Methods: Embase, MEDLINE, The Cochrane Library, and the National Institute for Health and Care Excellence Web site were searched systematically on March 3, 2014, to identify articles relating to health economic models in RRMS with a UK perspective. Data sources, techniques, and assumptions of the included models were extracted, compared, and critically evaluated.
Results: Of 386 results, 26 full texts were evaluated, leading to the inclusion of 18 articles (relating to 12 models). Early models varied considerably in method and structure, but convergence over time toward a Markov model with states based on disability score, a 1-year cycle length, and a lifetime time horizon was apparent. Recent models also allowed for disability improvement within the natural history of the condition. Considerable variety remains, with increasing numbers of comparators, the need for treatment sequencing, and different assumptions around efficacy waning and treatment withdrawal.

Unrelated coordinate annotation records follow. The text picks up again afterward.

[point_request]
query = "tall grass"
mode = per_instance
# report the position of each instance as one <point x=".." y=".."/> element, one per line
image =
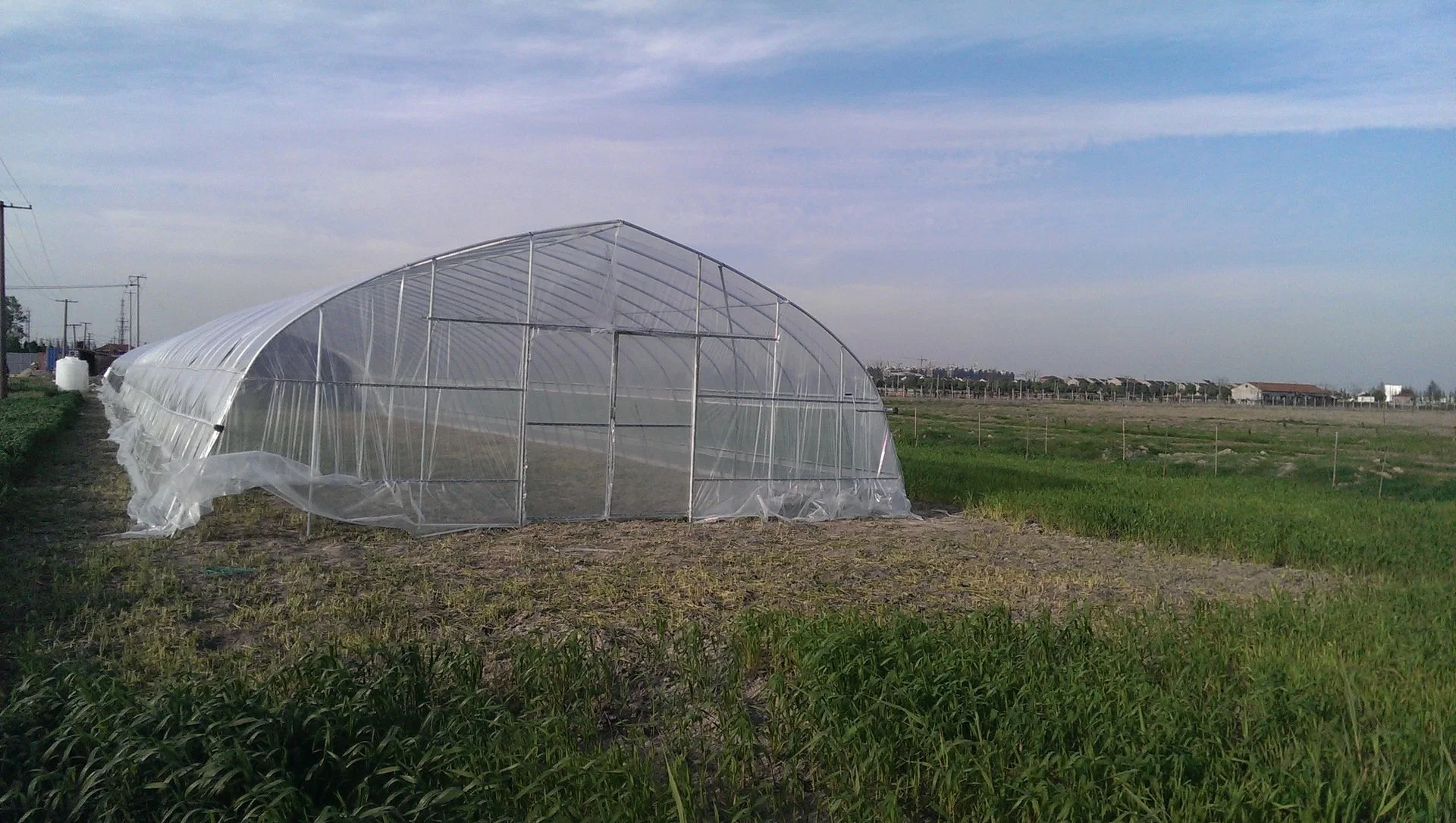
<point x="842" y="717"/>
<point x="30" y="419"/>
<point x="1239" y="516"/>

Conclusions: Despite convergence over time to a similar Markov structure, there are still significant discrepancies between health economic models of RRMS in the United Kingdom. Differing methods, assumptions, and data sources render the comparison of model implementation and results problematic. The commonly used Markov structure leads to problems such as incapability to deal with heterogeneous populations and multiplying complexity with the addition of treatment sequences; these would best be solved by using alternative models such as discrete event simulations.
Keywords: cost-effectiveness; health economics; multiple sclerosis; systematic review.